The Greek government has been forced to redraft its privatisation strategy as the country's economic impasse becomes increasingly apparent.
It had originally aimed to raise just €7 billion by 2013 and some of the sales, like that involving Hellenic Postbank, had been slated for later.
But Athens is now under pressure from its EU and IMF creditors, who rescued the country with a massive loan last year, to deliver results on pledged reforms in order to secure funds worth €12 billion.
Its accumulated debt has exploded to €340 billion, making most analysts doubt that it can keep up with repayments without extra aid when the EU-IMF loan runs out in 2013.

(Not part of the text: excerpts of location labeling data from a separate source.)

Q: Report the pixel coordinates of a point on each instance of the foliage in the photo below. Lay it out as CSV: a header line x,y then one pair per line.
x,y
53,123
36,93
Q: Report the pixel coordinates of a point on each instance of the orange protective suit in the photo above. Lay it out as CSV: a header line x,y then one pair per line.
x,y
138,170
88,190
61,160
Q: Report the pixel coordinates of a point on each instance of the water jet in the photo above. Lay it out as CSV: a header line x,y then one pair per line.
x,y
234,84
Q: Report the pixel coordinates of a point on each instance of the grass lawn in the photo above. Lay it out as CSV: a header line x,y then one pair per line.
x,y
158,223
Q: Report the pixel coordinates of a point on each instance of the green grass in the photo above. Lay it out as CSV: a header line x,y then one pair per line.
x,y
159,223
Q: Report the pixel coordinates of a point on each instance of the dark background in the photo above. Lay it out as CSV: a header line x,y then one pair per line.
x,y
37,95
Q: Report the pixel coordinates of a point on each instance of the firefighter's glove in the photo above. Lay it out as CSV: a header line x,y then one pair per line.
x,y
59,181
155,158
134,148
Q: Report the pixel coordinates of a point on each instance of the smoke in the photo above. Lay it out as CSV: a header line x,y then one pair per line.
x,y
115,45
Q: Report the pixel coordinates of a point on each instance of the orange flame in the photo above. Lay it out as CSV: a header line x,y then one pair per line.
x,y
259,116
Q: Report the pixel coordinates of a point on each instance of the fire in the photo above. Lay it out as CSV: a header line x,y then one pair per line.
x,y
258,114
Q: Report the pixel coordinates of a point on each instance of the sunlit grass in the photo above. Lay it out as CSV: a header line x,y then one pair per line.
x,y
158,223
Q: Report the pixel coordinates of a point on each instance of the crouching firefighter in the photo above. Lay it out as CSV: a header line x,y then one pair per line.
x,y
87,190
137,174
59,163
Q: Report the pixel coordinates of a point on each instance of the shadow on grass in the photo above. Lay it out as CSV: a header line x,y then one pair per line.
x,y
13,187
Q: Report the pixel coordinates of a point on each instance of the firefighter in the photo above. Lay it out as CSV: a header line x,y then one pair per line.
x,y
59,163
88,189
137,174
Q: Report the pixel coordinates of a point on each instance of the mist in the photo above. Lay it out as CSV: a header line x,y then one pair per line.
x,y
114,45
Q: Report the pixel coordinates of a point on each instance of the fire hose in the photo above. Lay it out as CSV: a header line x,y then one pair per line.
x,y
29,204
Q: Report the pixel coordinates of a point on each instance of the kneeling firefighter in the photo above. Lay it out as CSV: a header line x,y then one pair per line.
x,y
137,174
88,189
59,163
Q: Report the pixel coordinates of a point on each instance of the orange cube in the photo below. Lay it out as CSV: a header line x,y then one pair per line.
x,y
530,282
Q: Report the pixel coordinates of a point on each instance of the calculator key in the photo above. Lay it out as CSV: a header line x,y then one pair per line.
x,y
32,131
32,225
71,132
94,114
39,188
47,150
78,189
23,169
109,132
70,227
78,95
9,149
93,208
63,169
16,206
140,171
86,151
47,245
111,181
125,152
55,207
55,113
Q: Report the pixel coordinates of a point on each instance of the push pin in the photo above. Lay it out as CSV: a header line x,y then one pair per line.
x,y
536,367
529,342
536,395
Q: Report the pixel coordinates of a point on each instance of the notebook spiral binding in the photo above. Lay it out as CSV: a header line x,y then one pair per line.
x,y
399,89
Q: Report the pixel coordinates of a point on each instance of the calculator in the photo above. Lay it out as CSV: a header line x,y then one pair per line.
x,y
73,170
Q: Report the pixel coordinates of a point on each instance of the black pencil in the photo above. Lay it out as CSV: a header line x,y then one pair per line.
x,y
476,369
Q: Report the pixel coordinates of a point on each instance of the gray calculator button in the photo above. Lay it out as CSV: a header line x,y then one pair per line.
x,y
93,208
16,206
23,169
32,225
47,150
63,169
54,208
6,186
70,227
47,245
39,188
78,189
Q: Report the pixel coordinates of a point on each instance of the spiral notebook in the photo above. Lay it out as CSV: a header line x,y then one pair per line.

Uncertainty over Greece today undermined the euro and pushed the yield on 10-year Greek government bonds to a new high of over 17%, reflecting the unwillingness of investors to extend new loans to the debt-hit country.
Greece today also launched deep reforms of 136 service occupations, from bread-making to butchering, to end restrictive practices as the cabinet met to finalise measures to ward off a second debt crisis.
The EU and IMF had made the application of such measures a condition of the release in March of the fourth slice of rescue loans, in this case €15 billion.
An upcoming instalment worth €12 billion in May is now at stake.
A broad law to remove restrictive practices was passed three months ago, and today the finance ministry published a list of 136 professions and independent service activities which will no longer be protected by rafts of conditions, such as quotas and geographical limits.
The deregulation, which has already targeted lawyers, notaries and engineers, is designed to facilitate job creation at a time when over 780,000 people are out of work according to state statistics.
Press reports in Greece say that every ministry has dragged its feet in preparing lists and measures to enact following the enactment of the deregulation law in February.
Employers and trade federations have warned against deregulation of protected services and arrangements.
A recurrent problem in Greece has been that laws voted by parliament are not enacted and enforced.